The new model offered by Tonge and his collaborators may allow pharmaceutical companies to test for binding affinity and residence time so that they can design better drugs. Although the researchers focused their study on an antibacterial compound, their approach and model is applicable to other disease areas, such as cancer or inflammatory disease, and to other drug classes.

Although the mathematical model proposed cannot predict off-target effects, it may better inform drug developers about which compounds to bring into clinical trials by considering binding time. “One of the biggest problems in the preclinical stages of drug discovery is that you often have to pick one compound from eight or ten possible ones,” Mesleh says. “Inevitably, you don't find there's something wrong with the drug you pick until you're putting it in animal models. By then, you've spent about a year working on one drug.”

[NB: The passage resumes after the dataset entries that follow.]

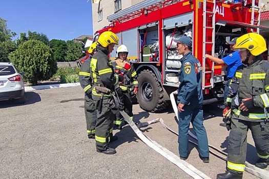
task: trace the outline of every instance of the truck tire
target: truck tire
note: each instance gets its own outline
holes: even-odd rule
[[[153,113],[160,111],[167,105],[163,100],[162,87],[152,71],[144,70],[138,75],[138,92],[136,97],[143,109]]]

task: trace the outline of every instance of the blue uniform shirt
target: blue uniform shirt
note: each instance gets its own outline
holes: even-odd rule
[[[239,53],[239,51],[233,52],[222,58],[222,60],[228,65],[226,70],[227,78],[232,78],[237,67],[242,64]]]
[[[179,86],[177,103],[185,105],[203,102],[202,92],[202,66],[199,60],[190,52],[180,59],[179,70]]]

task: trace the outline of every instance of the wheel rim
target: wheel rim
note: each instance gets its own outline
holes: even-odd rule
[[[146,102],[152,100],[152,86],[148,82],[143,82],[141,85],[142,99]]]

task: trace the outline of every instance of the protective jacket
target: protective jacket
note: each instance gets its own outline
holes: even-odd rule
[[[97,45],[96,52],[91,60],[91,75],[94,81],[92,95],[94,100],[99,100],[101,96],[96,92],[95,86],[105,87],[113,91],[114,86],[118,82],[118,75],[114,73],[108,53],[107,49]],[[111,95],[104,96],[109,97]]]
[[[92,93],[92,79],[91,77],[90,64],[92,55],[90,54],[89,58],[82,63],[79,71],[79,82],[84,92],[90,94]]]
[[[247,66],[239,66],[230,84],[226,101],[238,119],[261,122],[267,117],[269,107],[269,63],[258,56]],[[253,107],[247,111],[239,108],[242,100],[253,99]]]
[[[129,60],[126,59],[125,60],[126,63],[131,64],[131,67],[129,70],[125,69],[125,63],[121,62],[121,60],[120,59],[116,59],[115,61],[112,61],[112,63],[115,73],[119,75],[121,73],[123,73],[125,76],[124,82],[120,83],[119,85],[119,87],[123,92],[131,92],[132,87],[138,87],[138,86],[137,74],[133,63],[131,63]]]
[[[177,103],[185,105],[202,103],[202,68],[200,62],[191,52],[185,54],[180,61],[182,65],[178,72],[180,83]]]

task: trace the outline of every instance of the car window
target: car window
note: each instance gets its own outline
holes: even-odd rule
[[[0,65],[0,76],[10,75],[15,73],[16,71],[12,66]]]

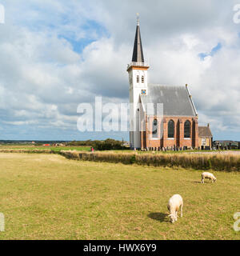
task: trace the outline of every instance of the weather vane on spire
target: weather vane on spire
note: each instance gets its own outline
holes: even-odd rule
[[[137,13],[137,24],[139,25],[139,14]]]

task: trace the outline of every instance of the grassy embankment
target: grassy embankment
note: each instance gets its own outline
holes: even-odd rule
[[[0,154],[0,239],[239,239],[240,174]],[[166,205],[184,199],[171,224]]]

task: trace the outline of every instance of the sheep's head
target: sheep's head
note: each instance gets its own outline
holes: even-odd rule
[[[176,220],[176,217],[174,214],[170,214],[168,215],[168,217],[170,217],[170,220],[172,223],[174,223],[175,222],[175,220]]]

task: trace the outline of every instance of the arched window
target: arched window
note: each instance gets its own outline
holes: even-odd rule
[[[191,123],[186,120],[184,123],[184,138],[190,138]]]
[[[139,75],[137,75],[137,82],[139,82]]]
[[[174,138],[174,122],[170,120],[168,122],[168,138]]]
[[[158,138],[158,120],[155,118],[155,119],[153,121],[153,130],[152,130],[153,138]]]

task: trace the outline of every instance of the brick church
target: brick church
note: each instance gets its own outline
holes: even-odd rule
[[[171,86],[148,82],[139,21],[132,62],[127,66],[130,81],[130,144],[131,149],[199,148],[198,115],[188,86]],[[154,110],[146,111],[149,105]],[[157,105],[162,106],[156,111]]]

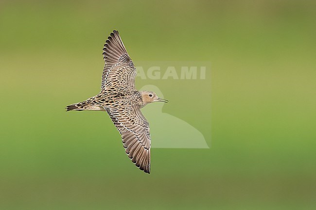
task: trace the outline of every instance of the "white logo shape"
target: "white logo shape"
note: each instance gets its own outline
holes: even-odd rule
[[[147,85],[140,90],[154,91],[164,98],[158,87]],[[172,103],[172,98],[166,98]],[[167,113],[162,113],[166,104],[156,102],[141,109],[149,122],[152,148],[209,148],[203,134],[184,120]],[[168,105],[167,104],[166,105]]]

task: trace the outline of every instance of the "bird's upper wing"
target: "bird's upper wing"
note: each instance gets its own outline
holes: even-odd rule
[[[142,171],[150,173],[149,124],[136,106],[105,108],[121,133],[125,152]]]
[[[101,91],[111,89],[135,89],[136,69],[126,52],[119,32],[113,31],[103,48],[105,65]]]

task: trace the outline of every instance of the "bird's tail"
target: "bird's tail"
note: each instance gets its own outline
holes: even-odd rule
[[[98,104],[91,104],[90,100],[85,100],[81,102],[70,104],[66,107],[66,112],[76,110],[82,111],[83,110],[105,111],[103,107]]]

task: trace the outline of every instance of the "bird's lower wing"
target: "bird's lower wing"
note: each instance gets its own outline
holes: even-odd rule
[[[142,171],[150,173],[149,124],[136,106],[105,108],[121,133],[125,152]]]

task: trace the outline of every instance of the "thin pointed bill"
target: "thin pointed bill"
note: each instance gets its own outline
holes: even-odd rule
[[[165,99],[158,97],[157,99],[157,101],[161,101],[161,102],[164,102],[165,103],[168,103],[169,101],[168,100],[166,100]]]

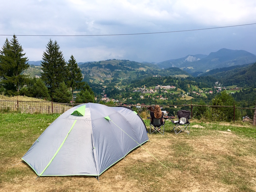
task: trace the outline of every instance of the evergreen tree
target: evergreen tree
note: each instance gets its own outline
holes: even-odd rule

It could also help prevent the development of drugs with nasty side effects, explains Stewart Fisher, a chemist at AstraZeneca and a coauthor of the study. “If prolonged residence time causes toxicity, long residence time can be a problem,” he says. “Whether you want a longer or shorter residence time, this model can help predict that.”

“Why was residence time ignored? Probably because it is a pain to measure, and therefore a pain to optimize. If you can't measure it, you can't select for it,” says Ann Kwong, founder and CEO of InnovaTID, a consulting group for pharmaceutical companies based in Cambridge, Massachusetts. She echoes the sentiment of the study authors that binding time is only part of the picture, though: “Although affinity is very important, focusing on it to the exclusion of residence time is missing one of the legs of the stool.”